AWS has announced Mountpoint for Amazon S3, which provides high-performance access to Amazon S3, infoq reports. Currently in alpha, the local mountpoint provides high transfer speeds in a single location and is designed primarily for data lake applications.
Mountpoint for Amazon S3 translates local file system API calls to S3 object API calls such as GET and LIST. It supports arbitrary and sequential file read and file and directory write operations. The alpha version does not support writes (PUT) and is expected to only support sequential writes to new objects in the future.
“Mountpoint is designed for large-scale analytics applications that read and generate large amounts of S3 data in parallel but don’t require the ability to write to the middle of existing objects. Mountpoint allows you to map S3 buckets or prefixes into your instance’s file system namespace, traverse the contents of your buckets as if they were local files, and achieve high throughput access to objects”,
said James Bornholt, AWS scientist and associate professor at the University of Texas, Dewabrat Kumar, senior product manager at AWS, and Andy Warfield, AWS engineer.
The open-source client does not emulate operations like directory renames that would require many S3 API calls or POSIX file system features that are not supported in S3 APIs.

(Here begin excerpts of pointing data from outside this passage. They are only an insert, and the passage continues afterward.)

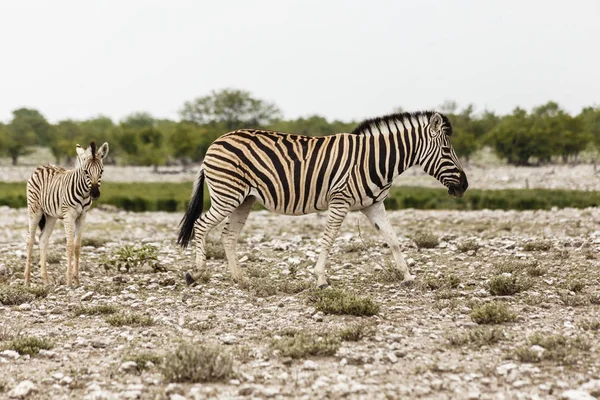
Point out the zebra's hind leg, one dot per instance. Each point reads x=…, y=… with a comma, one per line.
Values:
x=44, y=237
x=35, y=216
x=213, y=217
x=230, y=234
x=376, y=214
x=338, y=209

Mountpoint for S3 is not the first client presenting S3 as a filesystem, with Goofys and s3fs popular open-source options to mount a bucket via FUSE. While some developers question on Reddit the need for a new client and worry that it will be used outside the data lake space
Mountpoint is published under the Apache 2.0 license and is not yet ready for production workloads. The initial alpha version and public roadmap are available on GitHub.